= Belgian Scrabble Federation =

The Belgian Scrabble Federation (BSF) (Fédération belge de Scrabble (FBSc)) is an association for Belgian Scrabble players (playing in French). The federation has approximately 1,000 members in 60 clubs, and was the first federation for Francophone Scrabble players, founded in 1972, before the unified French Scrabble Federation and the International Francophone Scrabble Federation. As of 2026, the federation is known as the Royal Belgian Scrabble Federation (French: Fédération Royale Belge de Scrabble, FRBS). The president is Jean-Michel Hubert, who has served multiple terms as head of the federation.

The BSF maintains the national ranking of Francophone Scrabble players and organizes many tournaments of classic Scrabble and Duplicate Scrabble in Belgium. Among these tournaments is the Belgian Francophone Scrabble Championship, which takes place during the Festival de Belgique.

The BSF is a member of the International Francophone Scrabble Federation, and so its members may enter tournaments in any Francophone country. Many Belgian players have qualified for the French World Scrabble Championships which takes place each year in a different city.

==Awards==
The most recent (2011) winner of the Belgian Scrabble Championships is Christian Pierre, having won the title 14 times since his first win in 1997. Pierre has also won the French World Scrabble Championships five times, in 1991, 1992, 1994, 1996, and 1998. The most recent World Championship win by a Belgian was Éric Vennin in 2008, in Dakar.

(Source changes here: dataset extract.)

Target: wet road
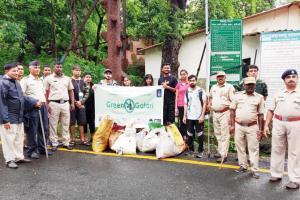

Other World Champions include Marc Selis (twice), Hippolyte Wouters, Agnès Lempereur, and Yvon Duval.

Since the BSF's founding, the Individual World Championships have been dominated by Belgians. The first Individual World Champion (Hippolyte Wouters), as well as the first Pairs World Champions, were Belgian. However, Christian Pierre is the only Belgian to win since 1978. No Belgian has yet won the Blitz Championship; Jean-Luc Dives came third in 2006.

== Organisation ==
The federation is governed by a Board of Directors responsible for the administration and development of Scrabble in Belgium. As of 2026, the board is chaired by President Jean-Michel Hubert, with Emmanuel Leclercq serving as Director General. The federation organizes duplicate and classic Scrabble competitions, maintains the national player rankings, oversees Belgian club competitions, and selects national teams for international events organized by the Fédération Internationale de Scrabble Francophone (FISF).

== World Championships ==
Belgium has played a major role in the history of Francophone Scrabble. Belgian players won five of the first seven Individual World Championships, and Belgian competitors have continued to achieve success at international level. The federation hosted the 50th World French-language Scrabble Championships in Louvain-la-Neuve in 2022, marking both the fiftieth edition of the championship and the federation's fiftieth anniversary.